じゃんけん

「カカシ先生、喉乾きません?」

ゴロゴロと二人で寝そべっていた時の事、イルカは卓袱台の足を挟んで向かいにいるカカシに声をかけた。

「こりゃどうも。俺はアイスコーヒーがいいです」

「誰が給仕をやると言ったか!」

「あ……うん……言ってないよね。でもあんたの方が近いじゃないですか」

「遠い近いの問題ではありません!」

「三歩以内で冷蔵庫に辿り着くんだから……」

「遠い近いの問題ではなくなったと言ったはずです。
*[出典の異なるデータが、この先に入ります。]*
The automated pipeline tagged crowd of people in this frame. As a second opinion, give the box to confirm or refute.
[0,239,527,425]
もはやこれは男の戦い……むしろ『漢』の戦いなのです!」

「うん、コーヒーよろしくね」

「聞け、そこの上忍!」

「聞くのは聞いてますけど、聞き流してるだけです」

「もっと情熱的になってください!」

「何に対してだよ」

沈黙が訪れる。

「まぁそれは置いといて……」

イルカは片手をヒラリと振った。

「公平にじゃんけんで決めましょう」

「もう何でもいいですよ……」

カカシは諦めた様子で右手を握り上下に振った。それを見たイルカがリズムに乗って掛け声を口にする。

「それでは、じゃんけんぽん!」

カカシの出した手を確認し、イルカはカッと目を見開いた。

「最初はグーが基本だろうが!」

「チョキを出して負けたあんたが言うな!!」

すったもんだの挙句、結局負けた人がコーヒーを入れたという。